Bad guys are poised to plunder online holiday shoppers.
On Black Friday, Cyber Monday and throughout the 2012 holiday shopping blitz, cybergangs are expected to unleash a variety of old and new Internet-based scams to steal identities and hijack online accounts.
"This is prime time for cybercriminals," says Brendan Ziolo, vice president at security firm Kindsight.
Crooks' incentive: Some 41 percent of consumers plan to use their PCs, tablets and smartphones to shop online, up from 37 percent last year, according to PriceGrabber.
That means millions of people will be using computers at home and work to shop for gifts. What's more, roughly half of them use Web browsers lacking the latest security patches, making them prime targets for computer infections that saturate the Web.
"Users of all major browsers are using outdated software containing known vulnerabilities," says Wolfgang Kandek, chief technical officer at patch management firm Qualys.
Qualys recently analyzed more than 1 million Internet-connected Microsoft Windows PCs and Macs. It found 56 percent of users of Microsoft's Internet Explorer surfed the Internet using an older version of the popular Web browser carrying widely known security flaws. Hackers are expert at tapping into such flaws to seed infections.
Some 49.2 percent of users of Mozilla's Firefox, 47.5 percent of Google's Chrome and 37.4 percent of Apple's Safari also used browser versions lacking the latest security updates.

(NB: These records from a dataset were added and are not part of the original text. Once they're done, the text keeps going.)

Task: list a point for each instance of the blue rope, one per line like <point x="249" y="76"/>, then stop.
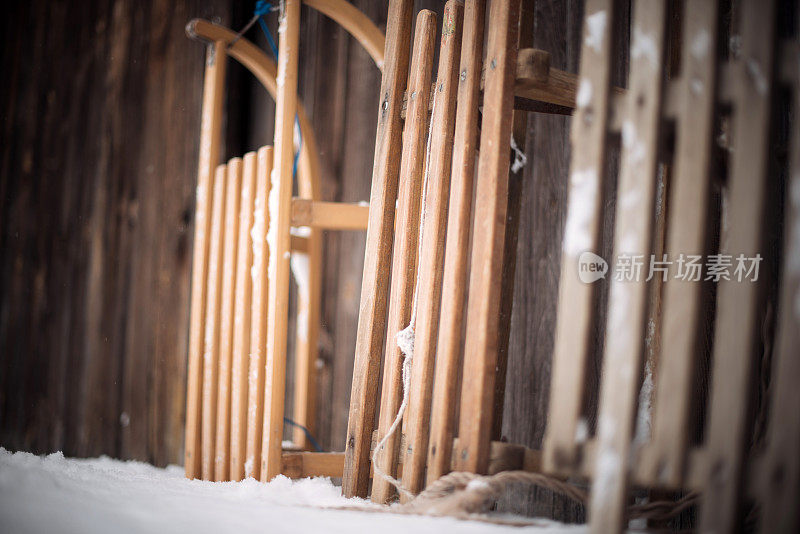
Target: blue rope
<point x="306" y="431"/>
<point x="264" y="8"/>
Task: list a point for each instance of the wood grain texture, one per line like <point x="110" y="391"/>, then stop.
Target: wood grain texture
<point x="375" y="287"/>
<point x="488" y="238"/>
<point x="433" y="219"/>
<point x="625" y="327"/>
<point x="229" y="260"/>
<point x="240" y="364"/>
<point x="279" y="204"/>
<point x="258" y="315"/>
<point x="211" y="129"/>
<point x="778" y="483"/>
<point x="465" y="144"/>
<point x="582" y="232"/>
<point x="664" y="460"/>
<point x="735" y="332"/>
<point x="211" y="326"/>
<point x="405" y="251"/>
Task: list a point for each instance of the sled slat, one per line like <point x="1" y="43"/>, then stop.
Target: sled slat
<point x="210" y="133"/>
<point x="575" y="299"/>
<point x="448" y="354"/>
<point x="404" y="256"/>
<point x="329" y="215"/>
<point x="279" y="238"/>
<point x="241" y="324"/>
<point x="483" y="311"/>
<point x="374" y="285"/>
<point x="780" y="470"/>
<point x="434" y="219"/>
<point x="625" y="328"/>
<point x="735" y="330"/>
<point x="229" y="253"/>
<point x="258" y="330"/>
<point x="664" y="460"/>
<point x="211" y="336"/>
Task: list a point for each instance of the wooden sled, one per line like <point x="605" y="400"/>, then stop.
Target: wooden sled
<point x="421" y="219"/>
<point x="238" y="325"/>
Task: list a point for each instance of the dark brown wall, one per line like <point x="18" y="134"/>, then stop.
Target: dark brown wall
<point x="100" y="118"/>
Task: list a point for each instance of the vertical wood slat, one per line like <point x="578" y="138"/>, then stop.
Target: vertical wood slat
<point x="241" y="325"/>
<point x="211" y="334"/>
<point x="279" y="238"/>
<point x="448" y="354"/>
<point x="575" y="300"/>
<point x="259" y="310"/>
<point x="377" y="257"/>
<point x="306" y="270"/>
<point x="404" y="255"/>
<point x="735" y="330"/>
<point x="664" y="459"/>
<point x="625" y="330"/>
<point x="515" y="182"/>
<point x="210" y="135"/>
<point x="483" y="311"/>
<point x="780" y="468"/>
<point x="229" y="259"/>
<point x="434" y="218"/>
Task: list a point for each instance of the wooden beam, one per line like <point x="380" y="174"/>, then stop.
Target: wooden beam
<point x="404" y="255"/>
<point x="575" y="299"/>
<point x="663" y="461"/>
<point x="229" y="259"/>
<point x="377" y="257"/>
<point x="431" y="250"/>
<point x="488" y="238"/>
<point x="210" y="136"/>
<point x="329" y="215"/>
<point x="278" y="239"/>
<point x="258" y="314"/>
<point x="736" y="329"/>
<point x="242" y="315"/>
<point x="211" y="335"/>
<point x="465" y="144"/>
<point x="627" y="305"/>
<point x="312" y="464"/>
<point x="778" y="483"/>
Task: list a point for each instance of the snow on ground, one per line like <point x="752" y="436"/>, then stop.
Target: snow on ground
<point x="55" y="494"/>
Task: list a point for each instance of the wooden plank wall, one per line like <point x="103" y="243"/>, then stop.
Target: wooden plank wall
<point x="96" y="220"/>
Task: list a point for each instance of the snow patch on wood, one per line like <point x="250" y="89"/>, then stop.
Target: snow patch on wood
<point x="595" y="30"/>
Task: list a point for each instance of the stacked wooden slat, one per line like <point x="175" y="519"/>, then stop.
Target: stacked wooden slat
<point x="616" y="456"/>
<point x="429" y="250"/>
<point x="239" y="311"/>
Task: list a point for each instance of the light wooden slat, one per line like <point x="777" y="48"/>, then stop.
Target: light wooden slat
<point x="625" y="328"/>
<point x="539" y="61"/>
<point x="491" y="203"/>
<point x="329" y="215"/>
<point x="587" y="174"/>
<point x="404" y="256"/>
<point x="280" y="204"/>
<point x="211" y="334"/>
<point x="779" y="484"/>
<point x="241" y="324"/>
<point x="229" y="260"/>
<point x="735" y="330"/>
<point x="356" y="23"/>
<point x="431" y="250"/>
<point x="312" y="464"/>
<point x="465" y="144"/>
<point x="664" y="459"/>
<point x="210" y="133"/>
<point x="258" y="314"/>
<point x="374" y="285"/>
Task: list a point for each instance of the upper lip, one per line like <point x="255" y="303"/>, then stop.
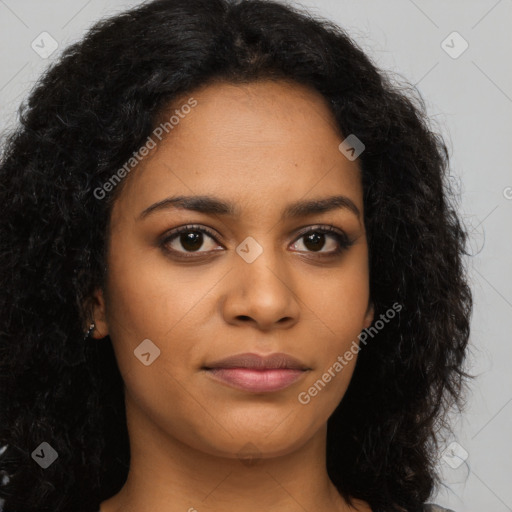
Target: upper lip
<point x="277" y="360"/>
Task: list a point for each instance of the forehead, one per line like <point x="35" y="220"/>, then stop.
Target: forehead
<point x="263" y="142"/>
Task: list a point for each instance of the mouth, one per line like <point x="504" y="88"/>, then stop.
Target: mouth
<point x="257" y="374"/>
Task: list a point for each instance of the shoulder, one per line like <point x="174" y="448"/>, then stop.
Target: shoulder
<point x="432" y="507"/>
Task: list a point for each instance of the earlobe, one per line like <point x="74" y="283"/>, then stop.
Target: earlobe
<point x="368" y="318"/>
<point x="98" y="314"/>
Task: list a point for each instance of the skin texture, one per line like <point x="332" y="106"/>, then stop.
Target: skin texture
<point x="261" y="146"/>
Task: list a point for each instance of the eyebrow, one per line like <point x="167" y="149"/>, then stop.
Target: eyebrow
<point x="214" y="205"/>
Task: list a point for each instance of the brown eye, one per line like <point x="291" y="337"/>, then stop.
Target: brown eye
<point x="317" y="239"/>
<point x="190" y="239"/>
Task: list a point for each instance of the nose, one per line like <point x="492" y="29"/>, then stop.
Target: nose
<point x="261" y="293"/>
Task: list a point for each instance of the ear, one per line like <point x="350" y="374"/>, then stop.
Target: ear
<point x="368" y="317"/>
<point x="98" y="314"/>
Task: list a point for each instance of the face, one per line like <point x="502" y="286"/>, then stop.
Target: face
<point x="247" y="272"/>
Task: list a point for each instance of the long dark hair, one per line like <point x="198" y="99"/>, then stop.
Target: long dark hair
<point x="84" y="119"/>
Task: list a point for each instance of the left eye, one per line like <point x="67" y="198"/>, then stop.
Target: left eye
<point x="315" y="239"/>
<point x="191" y="239"/>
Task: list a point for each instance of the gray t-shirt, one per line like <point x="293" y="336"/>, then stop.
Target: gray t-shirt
<point x="428" y="507"/>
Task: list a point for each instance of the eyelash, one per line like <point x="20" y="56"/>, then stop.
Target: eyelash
<point x="342" y="239"/>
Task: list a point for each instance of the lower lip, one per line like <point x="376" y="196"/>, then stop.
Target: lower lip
<point x="257" y="381"/>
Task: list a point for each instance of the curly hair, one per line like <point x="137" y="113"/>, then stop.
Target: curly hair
<point x="86" y="116"/>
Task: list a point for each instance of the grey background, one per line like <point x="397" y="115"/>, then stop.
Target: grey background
<point x="469" y="100"/>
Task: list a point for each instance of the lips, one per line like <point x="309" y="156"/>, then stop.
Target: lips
<point x="274" y="361"/>
<point x="257" y="374"/>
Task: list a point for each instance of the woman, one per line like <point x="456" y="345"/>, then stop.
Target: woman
<point x="232" y="273"/>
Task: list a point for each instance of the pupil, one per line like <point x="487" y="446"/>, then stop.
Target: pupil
<point x="191" y="241"/>
<point x="317" y="240"/>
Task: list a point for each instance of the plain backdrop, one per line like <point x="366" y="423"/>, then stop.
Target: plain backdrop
<point x="458" y="55"/>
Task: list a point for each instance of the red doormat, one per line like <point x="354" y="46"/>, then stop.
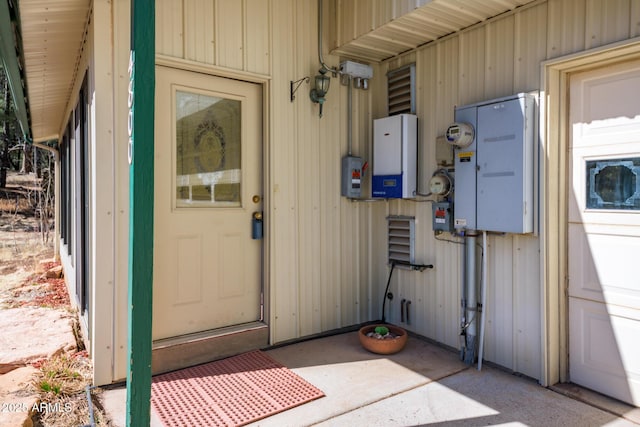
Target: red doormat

Using an outdated browser — and clicking on a Web page booby-trapped with a hidden virus — can turn control of your computer over to an intruder.
Last month, antivirus firm Avast identified more than 52,000 American Web domains containing at least one infected Web page; that was up from 50,000 infected domains in September and 46,000 in August. "Sometimes it could be several infected pages on each domain," says Avast researcher Milos Korenko. "Not only porn sites and other dodgy sites, many were perfectly legitimate websites."
Professional cybergangs in Russia and Eastern Europe are steering victims to these booby-trapped Web pages via:
- Social networking. Free Web mail services, Facebook, Twitter and Pinterest are littered with lures to click on tainted Web links. These come disguised as bogus coupons, gift cards, package-delivery notices and charity solicitations. "Social-media scams are spreading like wildfire," says Catalin Cosoi, chief researcher at antivirus firm Bitdefender.
Cybercriminals take full advantage of the lax attitude toward privacy fostered by social networks, says Mark Patton, manager of the security business unit at GFI Software. This time of year, tainted Web links proliferate on Facebook wall postings, get embedded in Tweets and show up associated with YouTube videos.
"You could easily foresee a scenario where a holiday-decorating tutorial on YouTube could play host to nasty embedded links," Patton says.
- Search queries. Search Engine Optimization, or SEO, refers to techniques used by media companies and advertisers to get their Web links ranked highly in response to specific search queries. Crime gangs have become expert at using SEO tactics to boost the rankings of "poisoned" search results directing victims to tainted Web pages.
Analysis of Web traffic from over 75 million users on home and corporate networks conducted by Blue Coat Security Labs found criminals are poisoning Google and Bing search results four times as often as sending out viral e-mail.
Criminals are certain to aim poisoned results at shopping-related queries. "By getting high rankings for pages that are actually infected, they increase the likelihood of leading victims to their infected pages," says Proofpoint security blogger Keith Crosley.
- Mobile devices. Online transactions conducted via iPhones have increased 11 percent so far in November compared with the same period a year ago; for Windows smartphones transactions are up 53 percent and for Android 7 percent, according to analysis of 40 million mobile devices by security firm ThreatMetrix.
Cybergangs have identified these new mobile device-enabled services as the source of valuable personal data, particularly logons to banking and shopping accounts, says Alisdair Faulkner, ThreatMetrix chief products officer. "The uptick in mobile usage has increased the risk of fraud," Faulkner says.
Android smartphone users should be especially wary of free apps and unsolicited text messages, says Bitdefender's Cosoi. One, called ZitMo, intercepts text messages and e-mails containing bank authentication tokens and is designed to help thieves gain control over online bank accounts, he says.
So what can online holiday shoppers do? Shop on reputable sites, use strong passwords and avoid using a debit card, says cybersecurity expert Bob Bunge, information sciences professor at DeVry University.
Using a debit card is unwise, he says, because it can give thieves direct access to your personal checking account. One other piece of advice: "Think before you click," Bunge cautions. "If it seems too good to be true, it probably is."